Esa mosca

El autor había discutido con un amigo de la facultad sobre los caracteres y pormenores de la predicción. Sentados lejos de la televisión, estaban tomando un café y él sostenía un diario abierto en casi la última página.




-Son todas boludeces, Juan. –le había dicho con un cigarrillo apagado en la boca.

-Te digo que no son boludeces. De pibe teníamos un campo, a unos kilómetros de Juárez. Absolutamente todos los animales sabían uno o dos días antes que los íbamos a matar. No sabés cómo se pone un cerdo.

Apoyando el diario, había prendido el cigarrillo negando con la cabeza. Alisó la página que acababa de ojear contra la mesa y, sacándose el cigarrillo de la boca, señaló una sección con una bocanada de humo.

-¿Y eso? Supongo que teniendo el místico don de la adivinación, tercer ojo, o como se te cante llamarlo, un flaco no va a poder hacer mejor cosa que escribir un horóscopo impreciso en el diario local.

-Qué se yo quién escribe el horóscopo, che. Además lo que yo te dije son los animales. Los hombres con un tercer ojo nunca pueden ver su propio futuro.

-...dios es un sarcástico, eh? –le había respondido segundos antes de que la conversación se diluyera en café, cine y mujeres.

Esa noche, el autor se sentó en frente de la máquina de escribir con una taza en la mano. Descansó los dedos sobre las teclas, y perdió la mirada unos instantes en la blancura amarillenta del papel, y mientras lo hacía, se preguntó cuál sería su reacción si pudiera predecir su propia muerte. Cómo sería conocer de antemano cada palmo del torbellino, y del trayecto final hasta su centro.

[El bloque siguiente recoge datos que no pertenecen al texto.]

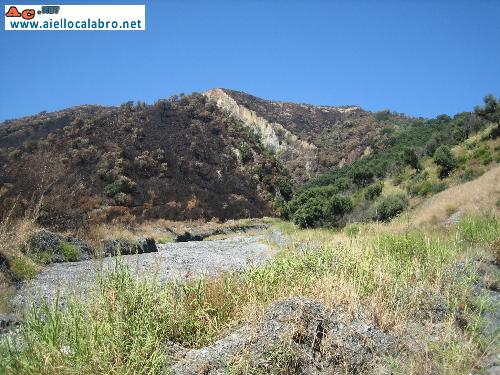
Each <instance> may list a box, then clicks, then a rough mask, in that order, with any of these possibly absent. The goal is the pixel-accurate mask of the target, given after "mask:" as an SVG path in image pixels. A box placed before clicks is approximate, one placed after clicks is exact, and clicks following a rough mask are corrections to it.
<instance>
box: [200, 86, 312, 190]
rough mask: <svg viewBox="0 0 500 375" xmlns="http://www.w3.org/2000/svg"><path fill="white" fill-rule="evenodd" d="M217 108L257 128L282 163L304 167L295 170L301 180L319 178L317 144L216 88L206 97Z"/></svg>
mask: <svg viewBox="0 0 500 375" xmlns="http://www.w3.org/2000/svg"><path fill="white" fill-rule="evenodd" d="M204 95H205V96H206V97H207V98H208V99H209V100H211V101H213V102H215V103H216V104H217V106H218V107H219V108H220V109H222V110H224V111H227V112H228V113H229V114H231V115H232V116H233V117H235V118H236V119H238V120H240V121H241V122H242V123H243V124H244V125H245V126H247V127H248V128H251V129H253V130H254V131H255V132H256V133H257V134H258V135H259V137H260V139H261V142H262V143H263V144H264V146H266V147H267V148H268V149H269V150H271V151H272V152H273V153H274V154H275V155H277V156H278V157H279V158H280V159H282V160H288V161H291V160H294V161H295V162H297V164H298V165H299V166H300V167H301V168H300V169H294V172H295V173H294V174H295V177H296V178H297V180H299V181H305V180H307V179H309V178H311V177H313V176H314V175H315V173H316V172H317V171H316V170H315V165H316V164H317V156H318V155H317V153H318V148H317V147H316V145H314V144H312V143H309V142H307V141H305V140H303V139H300V138H299V137H298V136H297V135H295V134H294V133H292V132H290V131H289V130H287V129H286V128H285V127H284V126H283V125H282V124H280V123H279V122H275V121H269V120H268V119H266V118H265V117H262V116H260V115H259V114H257V112H256V111H254V110H251V109H249V108H247V107H245V106H244V105H242V104H239V103H238V102H237V101H236V100H235V99H233V98H232V97H231V96H230V95H229V94H228V93H227V92H226V91H224V90H221V89H212V90H209V91H207V92H205V94H204Z"/></svg>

Recordó las palabras en el café, sobre los hombres y los animales, y descartando este y aquel personaje, comenzó a escribir:

La mosca se posa un segundo en el alfeizar frotando sus patas ávidamente y atraviesa la ventana abierta, introduciéndose en la oscuridad cálida de la habitación. Siente el fuerte hedor de la comida, cerca, muy cerca, y comienza a volar trazando su impredecible trayectoria, sus círculos y diagonales incomprensibles. Finalmente, encuentra el resto de tarta despreciado en la parte más alta del tacho de basura, y allí se detiene.

Justo después, la habitación se ilumina fuertemente y una puerta se abre, dejando pasar a una figura oscura, enorme. La persona cierra la puerta tras de sí, luego la ventana, y se sienta en una silla a escribir en un papel.

De repente, una sensación recorre el centímetro de cuerpo de la mosca, agitándola y angustiándola. Una electricidad impulsiva, más fuerte que su lógica de garabateo aéreo, más fuerte incluso que la comida en gloriosa descomposición, le dice que algo viene mal. Sabe que peligra su integridad física, sus alas, su boca, sus patas, su vida entera. Y movida por el temor salta del tacho de basura en busca de la salida de aquel lugar.

Irónicamente, tras el tecleo de ese último punto, el autor escuchó el zumbido de una mosca golpeteando contra la pared a su derecha. Entre divertido y asustado, recogió el diario, lo hizo un rollo y aplastó al insecto, reduciéndolo a una mancha más.

“Esa mancha –pensaba- se ha matado a sí misma. Lo único que tenía que hacer era quedarse quieta y no la habría escuchado”. Luego se sentó y continuó:

Entrando en la desesperación, la mosca golpea enérgica contra la transparencia infranqueable del vidrio, sin entender qué es lo que le impide alejarse de aquella habitación letal. Y al hacerlo, llama la atención del hombre que, perdido en sus palabras y letras, no la había visto.

El hombre se acerca con paso decidido hacia la ventana, y la abre, permitiendo que la mosca deje de rebotar tristemente y pueda salir al aire puro. Y mientras la observa partir, con las manos apoyadas en el alfeizar, disfruta unos segundos de la brisa en la cara. Unos instantes más tarde, sufre un ataque al corazón que le deja vivir menos de un cuarto de hora.

Tras terminar aquella oración, el autor quitó la hoja, la releyó, y luego miró preocupado la mancha en su pared blanca. No sabía con exactitud si él había asesinado a la mosca, o si se había salvado la vida. Ni tampoco si iba a poder limpiar la pared con un trapito.

Lentamente, desenrolló el diario para ver el horóscopo, pero estaba todo arrugado y los restos de insecto le impedían leer el suyo.